Di balik besarnya peluang pasar ini, terdapat pula tantangan yang dihadapi oleh para pelaku industri film lokal. Terutama dalam hal persaingan dengan film-film besar dan terkenal yang tersedia di platform OTT. Dikutip dari Pasal 98 Ayat 1(C) Dalam Undang-undang Penyiaran yang menyatakan “Kewajiban Lembaga Penyiaran dalam memperlakukan sama terhadap setiap pembuat Konten Siaran”. Yang artinya, kewajiban penyedia layanan OTT Netflix dalam menyetarakan film-film yang ada pada katalognya. Dalam peraturan ini memang memastikan keadilan bagi para pembuat film. Sayangnya, film-film yang ada pada katalog Netflix juga melibatkan film-film besar yang sedang trending saat ini. Bahkan film-film box office yang telah dibeli license-nya oleh Netflix.  

Film-film Box Office Yang Masuk Pada Halaman Utama Netflix

Dari gambar di atas dapat terlihat film-film Box Office seperti film Fast Furious, Twillight, Top Gun dll dengan produksi yang jauh lebih besar dari film lokal.
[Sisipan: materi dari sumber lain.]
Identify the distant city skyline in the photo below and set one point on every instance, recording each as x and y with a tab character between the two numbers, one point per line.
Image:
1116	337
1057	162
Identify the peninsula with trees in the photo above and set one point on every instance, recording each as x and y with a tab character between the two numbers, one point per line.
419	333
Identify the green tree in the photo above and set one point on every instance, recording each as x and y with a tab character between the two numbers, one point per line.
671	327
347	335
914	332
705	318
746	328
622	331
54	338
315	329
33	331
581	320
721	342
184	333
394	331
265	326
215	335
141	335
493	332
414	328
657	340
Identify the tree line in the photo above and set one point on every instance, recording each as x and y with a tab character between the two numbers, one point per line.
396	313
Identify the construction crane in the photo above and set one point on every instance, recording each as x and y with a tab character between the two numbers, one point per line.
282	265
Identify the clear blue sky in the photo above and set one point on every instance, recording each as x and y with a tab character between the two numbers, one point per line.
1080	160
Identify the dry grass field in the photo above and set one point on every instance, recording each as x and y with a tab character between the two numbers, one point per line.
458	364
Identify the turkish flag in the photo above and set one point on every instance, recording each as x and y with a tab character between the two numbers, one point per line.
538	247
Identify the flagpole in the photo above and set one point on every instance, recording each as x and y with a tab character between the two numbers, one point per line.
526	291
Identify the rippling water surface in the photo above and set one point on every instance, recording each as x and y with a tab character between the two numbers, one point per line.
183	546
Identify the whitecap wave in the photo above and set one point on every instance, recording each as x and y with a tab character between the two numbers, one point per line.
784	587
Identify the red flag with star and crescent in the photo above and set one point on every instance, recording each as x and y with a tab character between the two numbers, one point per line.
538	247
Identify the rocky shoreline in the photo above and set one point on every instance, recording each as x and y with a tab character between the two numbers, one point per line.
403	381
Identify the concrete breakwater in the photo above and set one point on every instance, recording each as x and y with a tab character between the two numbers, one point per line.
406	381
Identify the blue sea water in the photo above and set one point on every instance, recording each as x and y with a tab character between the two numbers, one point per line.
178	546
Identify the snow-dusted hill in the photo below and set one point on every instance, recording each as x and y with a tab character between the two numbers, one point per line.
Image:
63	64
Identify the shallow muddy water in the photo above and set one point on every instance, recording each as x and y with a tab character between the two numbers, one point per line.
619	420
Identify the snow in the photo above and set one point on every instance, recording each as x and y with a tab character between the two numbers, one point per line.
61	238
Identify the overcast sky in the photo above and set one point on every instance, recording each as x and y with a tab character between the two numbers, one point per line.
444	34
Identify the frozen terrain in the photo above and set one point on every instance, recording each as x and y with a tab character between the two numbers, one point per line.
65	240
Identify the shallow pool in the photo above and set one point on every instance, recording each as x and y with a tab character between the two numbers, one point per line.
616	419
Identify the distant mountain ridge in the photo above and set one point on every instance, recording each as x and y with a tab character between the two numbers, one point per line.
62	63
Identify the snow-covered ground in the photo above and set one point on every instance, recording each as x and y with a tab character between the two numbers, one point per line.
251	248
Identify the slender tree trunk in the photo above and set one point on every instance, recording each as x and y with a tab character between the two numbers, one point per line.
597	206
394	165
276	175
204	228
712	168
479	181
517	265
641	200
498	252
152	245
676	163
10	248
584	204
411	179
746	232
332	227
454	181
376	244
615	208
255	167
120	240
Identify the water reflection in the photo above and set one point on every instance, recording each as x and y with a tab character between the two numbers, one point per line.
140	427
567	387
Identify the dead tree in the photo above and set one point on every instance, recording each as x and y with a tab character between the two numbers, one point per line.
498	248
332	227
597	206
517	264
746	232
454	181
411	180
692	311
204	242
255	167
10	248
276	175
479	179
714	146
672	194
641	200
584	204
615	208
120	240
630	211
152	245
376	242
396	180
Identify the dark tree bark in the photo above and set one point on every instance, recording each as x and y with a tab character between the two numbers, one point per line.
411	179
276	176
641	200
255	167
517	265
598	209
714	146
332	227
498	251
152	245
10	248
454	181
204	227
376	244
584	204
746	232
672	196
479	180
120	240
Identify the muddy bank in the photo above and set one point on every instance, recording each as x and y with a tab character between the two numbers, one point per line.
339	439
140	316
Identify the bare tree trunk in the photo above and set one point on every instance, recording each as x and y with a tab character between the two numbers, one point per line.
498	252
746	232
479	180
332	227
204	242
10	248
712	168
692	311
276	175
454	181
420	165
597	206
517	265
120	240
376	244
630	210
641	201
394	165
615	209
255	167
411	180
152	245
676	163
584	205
Hal ini membuat film lokal sulit untuk bersaing dengan film-film besar dan terkenal yang telah memiliki basis penggemar yang kuat dan anggaran produksi yang jauh lebih besar. Akibatnya, film lokal seringkali terkubur dalam lautan konten di platform OTT. Sehingga sulit untuk mendapatkan perhatian dan ditonton oleh para pengguna. Tantangan ini membuat para pembuat film lokal harus bekerja keras untuk mempromosikan film mereka dan membangun basis penggemar mereka sendiri.

Tantangan pelaku industri film lokal juga dirasakan dalam kolaborasi penyedia layanan OTT terkait pembelian license dan pembagian royalti kepada penyedia layanan yaitu Netflix. Hal ini sesuai dengan peraturan Pasal 97 ayat 2 huruf d dan huruf e Undang-Undang Penyiaran, Lembaga Penyiaran (dalam hal ini penyedia layanan OTT) berhak mendapatkan keuntungan dari kerjasama dan menerima pembayaran atas pengguna media. Hal ini menciptakan tantangan bagi pelaku industri film yaitu negosiasi yang sulit, harga lisensi yang rendah, ketidakjelasan kontrak, skema royalti yang tidak transparan, dan pembayaran royalti yang lambat.

Tantangan ini berimbas pada keterbatasan dana produksi, sulitnya bersaing dengan film internasional, dan terhambatnya kreativitas. Untuk mengatasi tantangan tersebut, diperlukan upaya kolektif dari para pembuat film lokal untuk membangun asosiasi yang kuat dan bersatu dalam memperjuangkan hak-hak mereka. Selain itu, penting untuk meningkatkan kualitas film, memaksimalkan penggunaan platform OTT, dan mencari sumber pendanaan alternatif. Dengan berbagai upaya dan strategi yang tepat, diharapkan industri film lokal dapat terus berkembang dan berkarya. Serta memberikan kontribusi yang positif bagi kekayaan budaya dan perfilman nasional.